No, it's not simply a rhetorical misuse. But it is difficult to read and interpret. It's not an 'example' or an 'illustration' or a 'metaphor' either: deleuze's discussion is about the relationship between history, mathematics, physics and philosophy, from a (french philosophy of science) point of view which attempts to fathom the articulation of different orders (historical order, logical order, epistemological order. Obviously this is something Sokal can't understand. But obviously it doesn't matter if a wilfully myopic pigheaded scientist doesn't get it.

>3. What is calculus for or about anyways?

>Is there a good introduction somewhere that

>will explain it even to me?

It's used to give a formal treatment of problems which involve relationships between continuously varying quantities, ie. almost any physical, economical, astronomical, etc. problem you care to mention. (see Kline book, below, for simplest possible examples)
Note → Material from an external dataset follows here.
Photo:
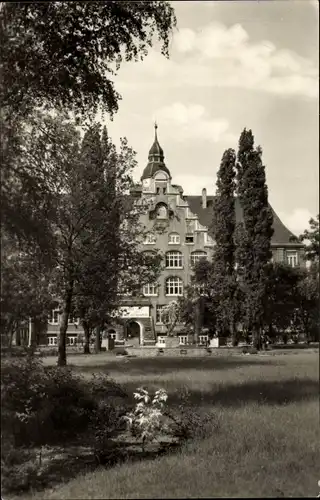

The problem I've found, as other comments suggest, is that pedagogical texts, even high school ones, never give any conceptual explanation that would be satisfying to a philosopher (which is rather shocking given the historical importance of calculus).

I would recommend firstly the calculus chapter in Kline's 'mathematics in western culture', which is the simplest account I have read of why calculus matters.

Secondly Boyer's 'The Concepts of the Calculus' is a fascinating book on the history (Deleuze read it).

More technically, Bruce Exner's book 'Inside Calculus' is the only academic maths book I have read which seems thoughtful on a conceptual level, and which gives discursive expositions before introducing massive equations; it describes very clearly the modern (epsilon-delta) form of calculus.